Chief: Gunfire left powder burns on officer's face
Three bullets that barely missed Northern Regional Police Officer Lynn Anderson during a Sunday-night traffic stop in Manchester Township were fired from about 2 feet away, according to the chief — so close that the assailant's .380-caliber pistol left powder burns on Anderson's face.
"His face was close enough that it was in the muzzle blast," Northern York County Regional Police Chief Mark Bentzel said. "It was very close."
Anderson, 29, pulled over a green Buick LeSabre driven by Trev Bowies Jackson II about 10 p.m. Sunday at the Manchester Crossroads Shopping Center along Route 30 in Manchester Township, according to charging documents filed Monday morning against Jackson.
Documents indicate Anderson pulled over Jackson for suspected DUI after seeing the man's westbound car swerving in and out of its lane of travel, starting around the Toronita Street intersection.
Anderson asked Jackson for his license and vehicle registration, at which point Jackson dropped his driver's license on the ground, documents state.
That's when Anderson noticed a strong smell of marijuana coming from the Buick, and also noticed that Jackson appeared to be under the influence of drugs, documents state.
Jackson "seemed to stall" when ordered to exit his car, but eventually stepped out, police said.
As Anderson reached for Jackson's hands to handcuff the man, Jackson turned and fired three shots at Anderson, documents state.
"Officer Anderson immediately leaned to his left and rolled to the ground and stood up and fired six shots toward Jackson," who by that time had gotten back into his car and was taking off, according to documents.
No cover: The encounter happened in the middle of a parking lot, and Anderson was too far from his cruiser to get behind it, Bentzel said.
"He had zero opportunity to get to cover," the chief said. "He removed himself as best he could from the line of fire ... and took a position, returning fire."
Bentzel said he doesn't know why Jackson fired on Anderson.
"But clearly when he pulled his gun and pointed it at the police officer, he intended to shoot to kill," the chief said.
Bullets from Anderson's service weapon struck the fleeing Buick multiple times, Bentzel confirmed; it's not yet known whether Jackson was struck by any of the officer's bullets.
When Jackson fled, he left behind his driver's license, according to the chief.
"I can't imagine it was intentional," he said.
SWAT-trained: Anderson, who has been a Northern Regional officer for about 5½ years, graduated Nov. 6 from the Maryland State Police SWAT Operators School, which consisted of four weeks of intensive training.
The chief said Anderson's SWAT training would certainly have helped him during Sunday night's attack.
Anderson, who has been honored in the past by his department for outstanding work, is off duty for now, according to Bentzel, who expects the officer will return to duty after a fairly short period of time.

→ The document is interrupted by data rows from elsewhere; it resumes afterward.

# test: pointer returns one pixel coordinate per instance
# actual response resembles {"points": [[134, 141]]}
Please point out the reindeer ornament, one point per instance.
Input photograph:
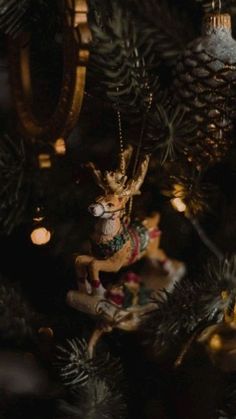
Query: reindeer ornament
{"points": [[114, 244]]}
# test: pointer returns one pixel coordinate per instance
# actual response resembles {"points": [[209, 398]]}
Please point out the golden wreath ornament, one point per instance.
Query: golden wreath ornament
{"points": [[76, 41]]}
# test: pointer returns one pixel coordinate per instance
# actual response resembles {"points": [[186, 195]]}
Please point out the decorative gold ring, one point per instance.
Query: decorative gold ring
{"points": [[76, 40]]}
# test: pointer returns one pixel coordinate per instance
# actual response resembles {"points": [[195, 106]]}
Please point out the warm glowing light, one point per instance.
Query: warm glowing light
{"points": [[60, 146], [40, 236], [178, 204], [215, 343], [44, 161]]}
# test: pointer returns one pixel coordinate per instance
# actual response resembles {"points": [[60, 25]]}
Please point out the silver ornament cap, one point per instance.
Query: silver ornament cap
{"points": [[214, 21]]}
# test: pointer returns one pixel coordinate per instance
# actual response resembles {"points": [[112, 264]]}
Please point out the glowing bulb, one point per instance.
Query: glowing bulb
{"points": [[44, 161], [215, 343], [40, 236], [60, 146], [178, 204]]}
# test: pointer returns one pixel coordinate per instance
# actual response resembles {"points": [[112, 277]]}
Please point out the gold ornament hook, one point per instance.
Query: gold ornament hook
{"points": [[213, 5], [76, 37]]}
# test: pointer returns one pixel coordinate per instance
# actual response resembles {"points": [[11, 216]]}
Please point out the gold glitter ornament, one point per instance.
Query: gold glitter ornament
{"points": [[206, 85]]}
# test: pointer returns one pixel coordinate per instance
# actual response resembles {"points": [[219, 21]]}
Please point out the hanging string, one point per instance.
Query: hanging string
{"points": [[137, 156], [121, 140]]}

"He's on administrative leave pending the outcome of the investigation that we (Northern Regional Police) are currently conducting to ensure compliance with policy and procedure," Bentzel said.
Car found: On Monday morning, police found Jackson's Buick abandoned in the 1800 block of North George Street in Manchester Township, according to police. Bentzel said investigators would obtain a search warrant before looking inside it.
Jackson, 24, of 114 E. College Ave. in York City, remains on the run and is considered armed and dangerous, Bentzel said.
Once captured, he will be charged with attempted homicide, aggravated assault on a police officer and reckless endangerment, according to court documents.
Jackson also remains on state parole on drug and gun charges, records indicate. Parolees who incur new charges generally are punished for violating the terms of their parole, and he could be sent back to state prison to serve the remainder of his sentence.
Convicted felon: In 2010, Jackson pleaded guilty to drug-dealing charges after being caught twice in 2009 with cocaine, and also pleaded guilty to being a felon in illegal possession of a firearm, records state. He was sentenced to five to 10 years in state prison, with credit for time served.
Jackson did his time at SCI Forest, the state prison in Forest County, and was paroled on March 19, according to Susan McNaughton, press secretary for the state Department of Corrections.
Bentzel said the hunt for Jackson continues.
"We're getting a lot of help," he said, including from York City Police, the U.S. Marshals Service and the York County Sheriff's Office. "There are a lot of (Northern Regional) guys who are out looking, and some of them got off shift at 7 a.m. Everyone is doing what they can. ... Everyone is highly focused on taking this man into custody."
Call 911: The chief urged anyone with information on Jackson's whereabouts to call 911 immediately. He is 5-feet-7 and weighs 170 pounds, according to charging documents.
Bentzel said while traffic stops are something officers here and around the country do every day, they are never routine.
"We don't know what they know, and they don't know what we know," he said, meaning a driver being pulled over might think police know he's a violent fugitive when in fact he's being pulled over for a broken taillight and the officer is entirely unaware of the driver's fugitive status.